01 diciembre 2008

Propuestas de Ecologistas en Acción para una Navidad más ecológica y solidaria

Durante todo el año, y especialmente en fechas señaladas como las fiestas navideñas, los ciudadanos y ciudadanas se lanzan a las calles a comprar, atendiendo a los mensajes lanzados por unas campañas publicitarias que comienzan con más de un mes de antelación del inicio de las fiestas.

Pero este consumismo sin sentido promueve un modelo insostenible ambiental y socialmente. Ambientalmente porque si el modelo de consumo de los países del norte se extendiera por todo el mundo, serían necesarios 3 planetas (con sus materias primas, fuentes energéticas...) para atender la demanda. Y socialmente porque sólo un 12% de la gente que vive en Norteamérica y Europa occidental es responsable del 60% de ese consumo, mientras que los que viven en el sudeste asiático o en el África subsahariana representan sólo un 3,2%. (’Informe sobre el estado del mundo’ Instituto Worldwatch, 2004)

 

Por eso Ecologistas en Acción quiere proponer una serie de alternativas para celebrar estas fiestas de un modo más sostenible, sin olvidar que el mensaje principal que la asociación ecologista quiere poner de manifiesto es que es imprescindible una reducción en el consumo si se quiere poner freno al deterioro ambiental y social.

 

Consejos antes de comprar un regalo

 

Antes de comprar un regalo, reflexiona...

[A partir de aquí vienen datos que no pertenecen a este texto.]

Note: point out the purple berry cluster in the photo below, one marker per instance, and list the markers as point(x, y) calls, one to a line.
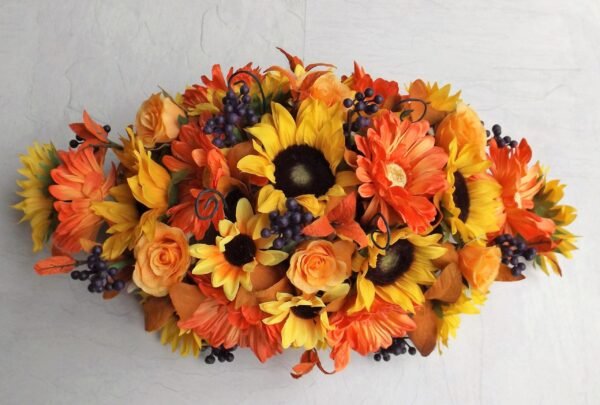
point(221, 354)
point(502, 141)
point(513, 248)
point(287, 226)
point(237, 114)
point(399, 346)
point(100, 275)
point(364, 104)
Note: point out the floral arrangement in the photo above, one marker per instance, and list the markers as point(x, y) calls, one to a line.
point(278, 208)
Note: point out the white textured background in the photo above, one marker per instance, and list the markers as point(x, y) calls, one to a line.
point(533, 66)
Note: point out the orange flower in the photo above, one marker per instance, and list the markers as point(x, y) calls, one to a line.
point(220, 323)
point(79, 182)
point(400, 169)
point(340, 220)
point(520, 183)
point(320, 265)
point(157, 120)
point(162, 261)
point(479, 265)
point(89, 131)
point(366, 331)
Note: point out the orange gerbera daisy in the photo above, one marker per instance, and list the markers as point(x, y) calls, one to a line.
point(220, 323)
point(79, 182)
point(520, 183)
point(400, 169)
point(366, 331)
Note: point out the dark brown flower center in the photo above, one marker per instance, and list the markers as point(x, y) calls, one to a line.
point(306, 311)
point(461, 196)
point(240, 250)
point(302, 169)
point(393, 265)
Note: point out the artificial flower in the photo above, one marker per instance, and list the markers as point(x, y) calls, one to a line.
point(37, 203)
point(400, 169)
point(162, 261)
point(238, 249)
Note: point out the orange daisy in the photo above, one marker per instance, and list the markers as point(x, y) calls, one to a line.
point(366, 331)
point(520, 183)
point(79, 182)
point(400, 169)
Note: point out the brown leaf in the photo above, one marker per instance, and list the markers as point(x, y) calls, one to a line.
point(448, 286)
point(157, 311)
point(504, 274)
point(425, 336)
point(186, 298)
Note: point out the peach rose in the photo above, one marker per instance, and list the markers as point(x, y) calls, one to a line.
point(157, 120)
point(161, 262)
point(320, 265)
point(479, 265)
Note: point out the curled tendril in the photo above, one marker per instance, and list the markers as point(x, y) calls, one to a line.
point(388, 232)
point(212, 203)
point(418, 100)
point(256, 79)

• Lo primero que hay que hacer antes de comprar algo es reflexionar sobre si realmente se necesita.

• Una vez que se ha decidido adquirir el producto, es muy importante intentar averiguar cómo ha sido fabricado, si en su proceso de producción se ha perjudicado al medio ambiente o a algún ser humano.

• También hay que pensar cómo repercute su utilización en el medio ambiente.

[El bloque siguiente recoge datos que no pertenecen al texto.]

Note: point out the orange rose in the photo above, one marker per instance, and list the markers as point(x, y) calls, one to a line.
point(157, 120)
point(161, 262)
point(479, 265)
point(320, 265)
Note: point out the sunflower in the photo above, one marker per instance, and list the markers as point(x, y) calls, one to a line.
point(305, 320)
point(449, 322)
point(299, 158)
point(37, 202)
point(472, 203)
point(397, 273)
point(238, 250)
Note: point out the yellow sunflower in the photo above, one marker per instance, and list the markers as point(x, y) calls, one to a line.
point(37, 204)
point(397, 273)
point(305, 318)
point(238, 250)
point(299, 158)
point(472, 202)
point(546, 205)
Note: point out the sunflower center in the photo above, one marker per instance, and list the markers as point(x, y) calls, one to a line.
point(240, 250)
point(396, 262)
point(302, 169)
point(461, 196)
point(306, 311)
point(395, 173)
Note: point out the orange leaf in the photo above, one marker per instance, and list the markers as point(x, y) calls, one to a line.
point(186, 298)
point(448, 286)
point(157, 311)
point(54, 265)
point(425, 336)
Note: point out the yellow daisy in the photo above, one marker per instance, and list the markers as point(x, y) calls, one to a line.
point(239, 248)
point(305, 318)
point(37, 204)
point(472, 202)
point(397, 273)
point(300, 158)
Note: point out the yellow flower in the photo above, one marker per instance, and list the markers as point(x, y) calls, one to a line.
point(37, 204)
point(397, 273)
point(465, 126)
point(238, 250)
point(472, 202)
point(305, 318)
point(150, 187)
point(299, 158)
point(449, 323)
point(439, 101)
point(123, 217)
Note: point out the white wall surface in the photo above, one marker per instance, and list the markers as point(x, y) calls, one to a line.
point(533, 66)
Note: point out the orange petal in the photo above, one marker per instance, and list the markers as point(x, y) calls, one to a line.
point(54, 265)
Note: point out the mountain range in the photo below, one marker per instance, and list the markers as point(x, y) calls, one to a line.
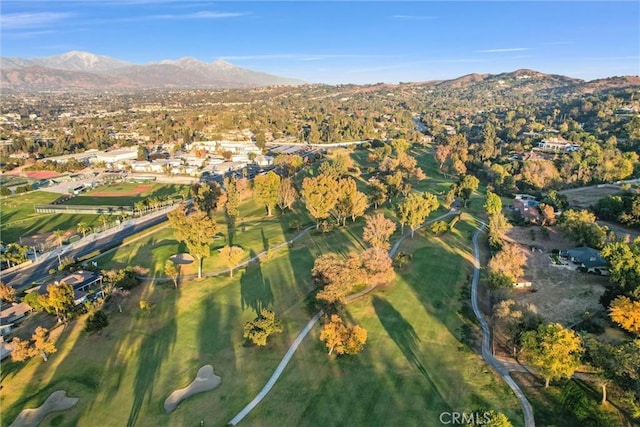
point(77, 71)
point(85, 71)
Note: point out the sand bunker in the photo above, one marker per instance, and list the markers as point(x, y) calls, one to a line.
point(205, 381)
point(57, 401)
point(182, 258)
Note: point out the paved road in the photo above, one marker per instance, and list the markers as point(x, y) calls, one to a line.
point(487, 354)
point(23, 278)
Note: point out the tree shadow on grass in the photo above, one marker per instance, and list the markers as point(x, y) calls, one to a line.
point(154, 349)
point(255, 290)
point(402, 333)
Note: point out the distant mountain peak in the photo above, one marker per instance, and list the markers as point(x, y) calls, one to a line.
point(221, 63)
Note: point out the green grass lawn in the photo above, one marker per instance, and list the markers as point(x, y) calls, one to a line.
point(156, 190)
point(413, 367)
point(18, 217)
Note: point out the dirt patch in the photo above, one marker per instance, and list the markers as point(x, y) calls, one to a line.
point(140, 189)
point(587, 196)
point(560, 294)
point(45, 240)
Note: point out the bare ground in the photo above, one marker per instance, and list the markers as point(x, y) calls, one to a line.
point(560, 294)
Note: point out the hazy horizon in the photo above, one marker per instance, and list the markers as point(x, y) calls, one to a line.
point(339, 42)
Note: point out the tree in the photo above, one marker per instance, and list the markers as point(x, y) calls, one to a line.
point(42, 344)
point(493, 204)
point(498, 225)
point(554, 351)
point(378, 193)
point(342, 339)
point(624, 265)
point(548, 214)
point(378, 230)
point(196, 231)
point(83, 228)
point(626, 313)
point(540, 174)
point(320, 195)
point(172, 270)
point(7, 293)
point(287, 194)
point(466, 186)
point(508, 262)
point(232, 255)
point(581, 227)
point(96, 321)
point(21, 350)
point(337, 276)
point(439, 227)
point(351, 202)
point(416, 208)
point(206, 196)
point(233, 197)
point(59, 299)
point(266, 189)
point(263, 326)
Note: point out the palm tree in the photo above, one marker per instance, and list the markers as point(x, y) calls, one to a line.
point(104, 219)
point(59, 235)
point(83, 228)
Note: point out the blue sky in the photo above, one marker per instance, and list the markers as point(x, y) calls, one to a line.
point(340, 42)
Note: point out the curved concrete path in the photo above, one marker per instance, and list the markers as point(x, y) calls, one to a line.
point(501, 368)
point(292, 349)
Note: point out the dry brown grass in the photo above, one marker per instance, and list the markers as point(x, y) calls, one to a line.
point(559, 293)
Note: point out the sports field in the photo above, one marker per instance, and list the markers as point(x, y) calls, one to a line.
point(413, 368)
point(127, 194)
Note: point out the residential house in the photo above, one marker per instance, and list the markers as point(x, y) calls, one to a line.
point(587, 258)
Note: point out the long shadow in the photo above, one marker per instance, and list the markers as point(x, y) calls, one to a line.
point(255, 290)
point(154, 349)
point(231, 229)
point(401, 332)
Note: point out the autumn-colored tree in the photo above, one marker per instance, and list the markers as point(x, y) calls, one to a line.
point(553, 350)
point(266, 188)
point(342, 339)
point(337, 276)
point(263, 326)
point(498, 225)
point(320, 195)
point(172, 270)
point(232, 255)
point(21, 350)
point(508, 262)
point(7, 293)
point(378, 193)
point(493, 204)
point(378, 230)
point(42, 344)
point(416, 208)
point(196, 231)
point(378, 266)
point(351, 202)
point(287, 194)
point(548, 214)
point(232, 204)
point(205, 196)
point(626, 313)
point(540, 174)
point(59, 299)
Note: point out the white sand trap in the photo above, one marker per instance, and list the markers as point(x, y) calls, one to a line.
point(57, 401)
point(205, 381)
point(182, 258)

• Es importante tener en cuenta que siempre va a ser más sostenible comprar aquello que hayan sido producido lo más localmente posible.

 

Ahorro energético

 

Ya nadie duda de que el uso energético está produciendo graves problemas ambientales. Se puede ahorrar energía poniendo en práctica los siguientes consejos:

 

• Reducir al máximo la utilización del coche y usar el transporte colectivo (el coche se utiliza, en la mayoría de los casos, para trayectos que se podrían realizar a pie en menos de tres cuartos de hora).

• Reducir la compra de productos superfluos e innecesarios, pues para su fabricación hace falta energía.

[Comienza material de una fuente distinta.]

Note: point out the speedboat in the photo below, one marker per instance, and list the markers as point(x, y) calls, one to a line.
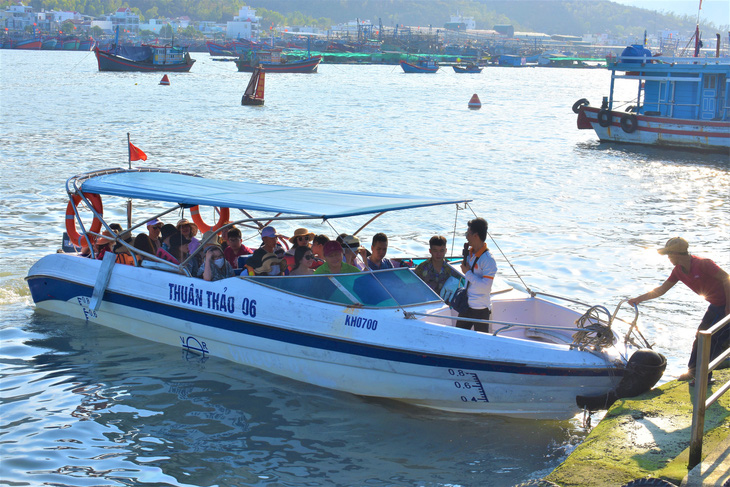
point(680, 102)
point(384, 334)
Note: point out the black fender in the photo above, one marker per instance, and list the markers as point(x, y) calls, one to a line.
point(605, 117)
point(629, 123)
point(643, 371)
point(580, 103)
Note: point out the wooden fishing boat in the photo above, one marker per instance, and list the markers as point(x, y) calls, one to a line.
point(254, 94)
point(274, 62)
point(145, 58)
point(420, 66)
point(374, 333)
point(467, 68)
point(681, 102)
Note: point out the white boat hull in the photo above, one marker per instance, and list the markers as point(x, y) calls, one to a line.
point(368, 351)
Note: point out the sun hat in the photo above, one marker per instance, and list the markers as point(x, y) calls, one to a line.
point(301, 232)
point(331, 247)
point(212, 246)
point(351, 241)
point(213, 238)
point(269, 232)
point(185, 221)
point(268, 261)
point(167, 230)
point(675, 245)
point(101, 240)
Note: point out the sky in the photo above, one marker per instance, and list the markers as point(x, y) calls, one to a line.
point(716, 11)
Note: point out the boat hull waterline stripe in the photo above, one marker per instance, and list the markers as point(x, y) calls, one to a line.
point(48, 288)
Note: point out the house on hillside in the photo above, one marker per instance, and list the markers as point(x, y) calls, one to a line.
point(244, 26)
point(125, 20)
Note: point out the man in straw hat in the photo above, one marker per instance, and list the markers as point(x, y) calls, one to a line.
point(705, 278)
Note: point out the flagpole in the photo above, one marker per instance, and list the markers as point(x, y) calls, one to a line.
point(129, 201)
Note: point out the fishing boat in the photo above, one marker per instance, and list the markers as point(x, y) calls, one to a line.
point(145, 58)
point(420, 66)
point(383, 333)
point(467, 68)
point(274, 62)
point(31, 44)
point(254, 94)
point(681, 102)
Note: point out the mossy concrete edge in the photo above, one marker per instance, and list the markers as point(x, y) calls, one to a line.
point(645, 436)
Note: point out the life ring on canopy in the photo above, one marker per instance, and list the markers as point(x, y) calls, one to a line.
point(580, 103)
point(629, 123)
point(604, 118)
point(73, 233)
point(198, 220)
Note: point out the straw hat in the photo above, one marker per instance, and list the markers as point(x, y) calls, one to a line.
point(301, 232)
point(185, 221)
point(101, 240)
point(676, 245)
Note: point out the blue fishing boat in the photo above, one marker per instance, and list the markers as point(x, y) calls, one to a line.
point(273, 62)
point(467, 68)
point(680, 102)
point(144, 58)
point(420, 66)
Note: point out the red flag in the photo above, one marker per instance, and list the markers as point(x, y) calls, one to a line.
point(136, 154)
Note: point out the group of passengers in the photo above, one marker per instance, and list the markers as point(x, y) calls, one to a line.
point(308, 254)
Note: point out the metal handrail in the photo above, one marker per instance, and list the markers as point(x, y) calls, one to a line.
point(699, 404)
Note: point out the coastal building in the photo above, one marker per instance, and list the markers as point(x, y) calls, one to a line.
point(125, 20)
point(244, 26)
point(459, 22)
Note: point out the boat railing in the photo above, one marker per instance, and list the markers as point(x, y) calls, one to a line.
point(672, 60)
point(700, 404)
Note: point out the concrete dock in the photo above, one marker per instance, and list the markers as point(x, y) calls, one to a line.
point(648, 436)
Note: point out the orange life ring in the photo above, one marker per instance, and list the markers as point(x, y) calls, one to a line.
point(202, 226)
point(73, 233)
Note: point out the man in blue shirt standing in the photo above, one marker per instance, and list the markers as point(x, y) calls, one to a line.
point(479, 271)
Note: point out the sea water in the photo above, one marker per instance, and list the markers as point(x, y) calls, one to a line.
point(84, 405)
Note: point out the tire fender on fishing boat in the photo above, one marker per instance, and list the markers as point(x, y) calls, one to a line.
point(642, 372)
point(224, 215)
point(629, 123)
point(580, 103)
point(73, 233)
point(605, 118)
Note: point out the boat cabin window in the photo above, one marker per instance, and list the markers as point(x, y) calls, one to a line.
point(379, 289)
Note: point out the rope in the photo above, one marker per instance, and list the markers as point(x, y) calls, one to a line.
point(592, 334)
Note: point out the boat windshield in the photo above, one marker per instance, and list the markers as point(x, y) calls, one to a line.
point(378, 289)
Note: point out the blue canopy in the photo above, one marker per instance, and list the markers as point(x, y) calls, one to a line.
point(190, 190)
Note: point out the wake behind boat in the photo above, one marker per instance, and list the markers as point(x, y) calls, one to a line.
point(375, 333)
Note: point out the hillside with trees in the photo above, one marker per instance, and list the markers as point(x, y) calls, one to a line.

• Conectar los aparatos a la red en vez de que usar pilas.

• Desconectar los aparatos eléctricos cuando no estén funcionando.

• Utilizar electrodomésticos eficientes y prescindir de aquellos que sean innecesarios (para abrir una lata o cepillarse los dientes no hace falta un aparato eléctrico).

• La temperatura de la vivienda debe mantenerse acorde con la época del año (no es necesario llevar un jersey en verano y manga corta en invierno).

• Usar bombillas de bajo consumo.

• Consumir productos locales es otra manera de ahorrar energía, toda aquella que se emplea en su traslado.

 

Disminución de los residuos

 

Los envases y embalajes son un problema serio para el medio ambiente. Un 40% de la basura doméstica son residuos orgánicos, del resto, un 80% lo constituyen envases. Este porcentaje crece sin cesar y se dispara en Navidad. Para fabricarlos se destruyen recursos naturales, se contamina el agua y la atmósfera. Tanto en su fabricación como en su reciclaje se consumen grandes cantidades de energía y cuando se convierten en residuos tienen un notable impacto ambiental, tanto si se depositan en vertederos como, sobre todo, si se incineran.

 

Mientras que el resto del año cada persona genera un kilo y medio de basuras al día (hace 30 años no se llegaba ni a medio kilo), en estas fechas son dos kilos; y la mitad son envoltorios y embalajes.

 

Se puede reducir la cantidad de residuos generados poniendo en práctica los siguientes consejos:

 

• Cada vez que se compre algo es importante pensar cuántos residuos genera aquello que consumimos.

• Evitar los productos de “usar y tirar”.

• Rechazar las bolsas de plástico que dan en los comercios y llevar bolsas de tela o el clásico carrito de la compra.

• Hacer un ejercicio de imaginación, muchas de las cosas que se tiran a la basura se pueden reparar, reutilizar o reciclar.

• Evitar las latas, y rechazar los alimentos con muchos envases. Las fiambreras o los tarros de cristal son una alternativa mucho más saludable y ecológica para guardar los alimentos que tapándolos con plástico o aluminio.

• Comprar el contenido y no el envase. Muchas veces se paga más por los envoltorios que se tiran directamente a la basura que por el contenido.

• Elegir productos con envases retornables o reutilizables.

• Evitar utilizar productos de limpieza que se han venido utilizando tradicionalmente, como la lejía o el amoniaco, que aparte de producir residuos tóxicos son perjudiciales para la salud. El jabón, el vinagre o el limón son alternativas más ecológicas e igual de eficaces en la limpieza.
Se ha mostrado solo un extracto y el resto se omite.